Spelt Pie Crust Recipe

This delicious whole grain pie crust is one you will love and use often.
Prep Time10 mins
Total Time10 mins
Course: grains
Cuisine: American
Keyword: pie, spelt
Servings: 2 pie crust
Author: Amy- A Red Spatula

Ingredients

100% spelt pie crust

  • 2 ½ cups spelt flour I grind my spelt at home, which would be similar to a stoneground flour. You can buy white spelt if you want a finer flour.
  • ½ teaspoon salt
  • 14 tablespooons chilled butter
  • cup ice water

Spelt blend pie crust

  • 1 ½ cup all-purpose flour
  • 1 cup spelt flour
  • 14 tablespoons chilled butter
  • ½ teaspoon salt
  • ½ cup ice water you might need a tablespoon or 2 extra to get it to the consistency you want.

Instructions

  • The instructions are the same for both recipes.

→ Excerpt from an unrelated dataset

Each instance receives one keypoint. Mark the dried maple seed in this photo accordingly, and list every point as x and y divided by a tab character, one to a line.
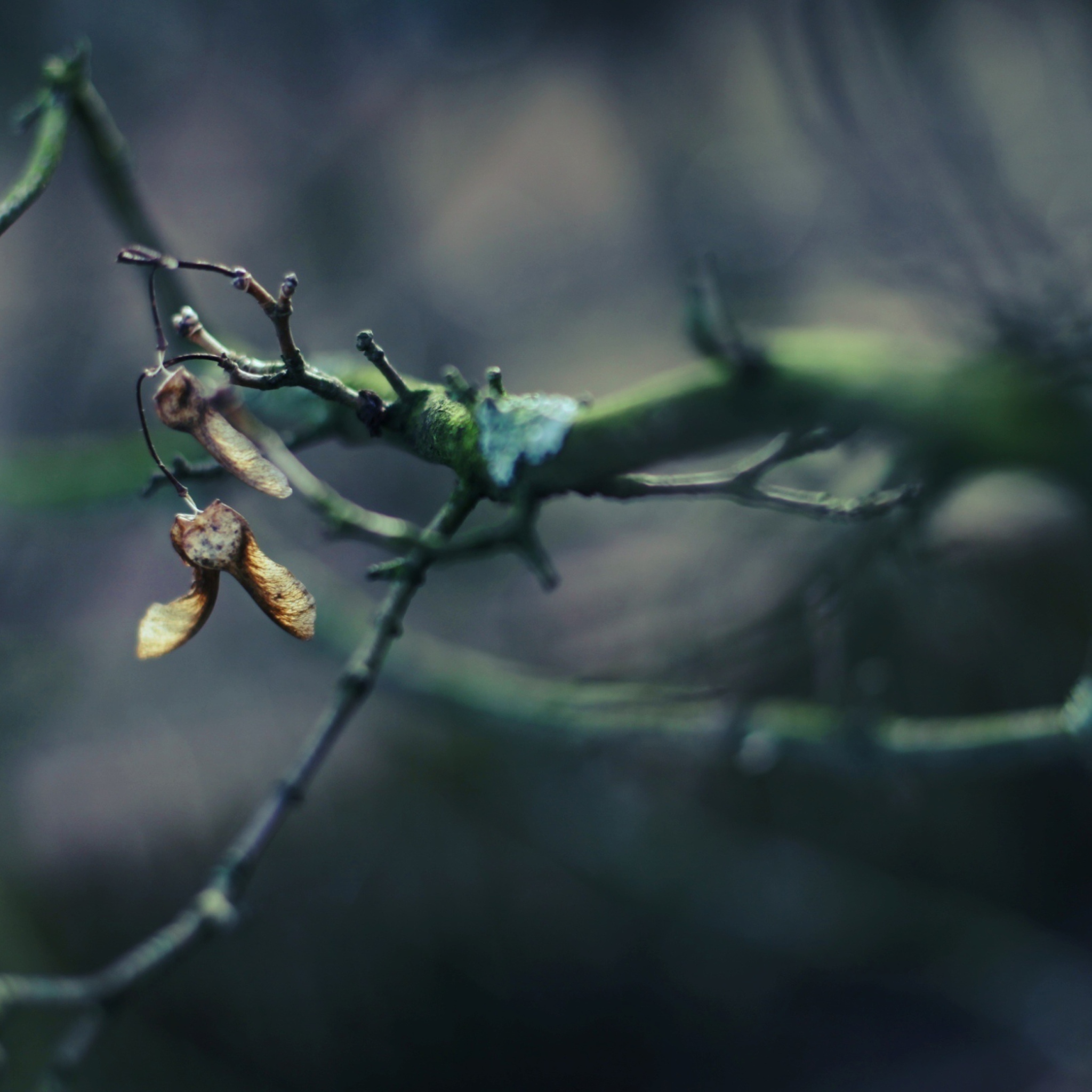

Whichever you decide to do, the process is the same.
  • Add flour and salt to a food processor or bowl, depending on which you are using. Blend. Add in the butter and pulse several times if you are using a food processor. If you are using the pastry cutter, cut it in until it is pea-sized.
  • Next is the water. Again with the food processor, pulse until it starts to come together. It won't take long. With the pastry cutter, it is the same process. Cut it in until the water is blended and the dough comes together.
  • When you pinch the dough, it should hold together. When it is ready, divide the dough in half, then wrap with saran wrap and place in the fridge.
  • Let this chill at least 2 hours before using. It will hold in the fridge for up to a week, or in the freezer for up to a month.
  • When you are ready, prepare as the recipe directs!

Notes

  • There are a few important things to remember about making homemade pie dough.
  • The first is the best pie dough stays chilled until you place it in the oven. When the dough is baked then chilled dough will melt and form little pockets, this is what will give you the tender and flaky pie dough.
  • Next, if you do not mill your own grains, no problem. I would recommend mixing the flour up just a bit before measuring. The flour compacts in storage and shipping, so make sure you loosen it up by mixing with a fork.
  • Once the pie dough is made, you can wrap in saran wrap and place it in the freezer. It will hold frozen for up to a month! When you are ready to use it, place it in the fridge overnight.
  • The dough will hold in the fridge for 3 days. After 3 days it will start to discolor just a bit. This isn't bad and won't make you sick, in fact you can easily use this dough up to 6 days in the fridge. It will darken slightly, but is still good.